By Mary Ellen Polson
A chimney that serves a working fireplace is the most visible component of a complex combustion system that supplies heat and beauty to the hearth. A well-built chimney draws well, quickly venting the smoke and gases created by the fireplace. After decades of use, however, chimneys are susceptible to deterioration that may not only rob them of their function, but also make them dangerous to use. Delayed maintenance usually means costly repairs.
Note, too, that many old brick and tile hearths are laid directly over wood subflooring or framing, bringing combustible material dangerously close to the firebox. Have it inspected; a noncombustible, reinforced concrete slab can be poured in place over new framing, if necessary.
Unlined chimney flues aren’t safe, no matter how new they are. Since flues in older houses are subject to invisible cracks, obstructions, and other damage that can lead to fires, it’s imperative to install a liner if the fireplace is used frequently. There are three types of liner: clay, metal, and cast in place.
Many older homes are lined with square or rounded 2'-long clay tiles that drop into place inside the flue and are sealed together. After a lifespan of 50 years or so, they eventually crack and break, leaving the chimney vulnerable to fire. They are also difficult to remove. Better options include:
A flexible or rigid stainless steel liner kit installed by a chimney pro is the solution for most existing wood- or gas-burning chimneys. Aluminum is a less expensive alternative for a lower-heat gas-burning fireplace. Include high-temperature insulation as part of the installation.
CAST IN PLACE
Suitable for all fuels, these lightweight cement-like systems line the chimney with a smooth, seamless, insulated passageway of high-temperature mortar. More expensive to install than a metal liner, this type counts on mortar to fill in voids and seal them. A side benefit: The masonry liner tends to strengthen the chimney.
Missing or cracked brick and crumbling mortar are signs of damage from trapped moisture, common in old chimneys with lime mortar. If the part of the chimney that passes through attic space is deteriorating, it may mean the attic is poorly ventilated. Efflorescence—salty white deposits, often near the top of the chimney—is a warning that the bricks are absorbing moisture.
To prevent downdrafts and ensure good draw, the top of the chimney should be at least three feet above the highest point where it comes through the roof. The chimney should also be at least two feet higher than any portion of the roof within a 10-foot radius.
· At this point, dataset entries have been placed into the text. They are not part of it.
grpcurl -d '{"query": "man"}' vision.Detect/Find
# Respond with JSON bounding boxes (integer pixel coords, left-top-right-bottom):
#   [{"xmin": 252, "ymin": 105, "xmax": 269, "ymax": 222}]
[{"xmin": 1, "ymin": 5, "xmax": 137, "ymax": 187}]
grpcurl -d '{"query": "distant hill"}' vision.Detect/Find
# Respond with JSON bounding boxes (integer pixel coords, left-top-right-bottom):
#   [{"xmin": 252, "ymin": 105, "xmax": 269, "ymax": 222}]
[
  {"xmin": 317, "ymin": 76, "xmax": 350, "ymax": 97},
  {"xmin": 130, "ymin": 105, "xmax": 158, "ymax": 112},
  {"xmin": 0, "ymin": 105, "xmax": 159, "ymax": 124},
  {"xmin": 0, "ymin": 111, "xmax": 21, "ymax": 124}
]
You can increase effective height by installing a chimney pot.
• Examine the exterior chimney for cracks, missing mortar, and settling around the foundation. If you see evidence of deterioration or moisture, contact a masonry professional for a thorough inspection.
• Look for loose or inadequate flashing around the perimeter of the chimney at the roofline. If it’s damaged or missing altogether, install new flashing that’s set into the mortar joints at least 1½" deep.
• From the basement or crawl space, check whether the hearth and its projecting apron rest on a masonry or stone foundation. If the hearth is supported by wood framing or a wood subfloor, you’ll need a new reinforced concrete support before the fireplace is safe to use.
• Check to see that the firebox is lined with refractory (or fire) brick and fireclay mortar. A chimney sweep can tell you if the fireplace meets this standard. A steel or cast-iron firebox distorted by exposure to heat should be replaced.
• Make sure there are no obstructions in the throat, the slot-like opening just above the firebox, or on the smoke shelf just behind it. (You’ll need to stick your head into the fireplace and look up to see them.)
• If the damper isn’t working properly or is missing altogether, replace it. Dampers can be spot-bedded just above the throat, or at the top of the chimney.
• Inspect the flue for creosote, a highly flammable black, sooty substance that can build up on the walls. If it’s thicker than a dime, it’s time for a cleaning.
• Have the chimney professionally checked and cleaned once a year by a chimney sweep or masonry professional certified by the Chimney Safety Institute of America (csia.org).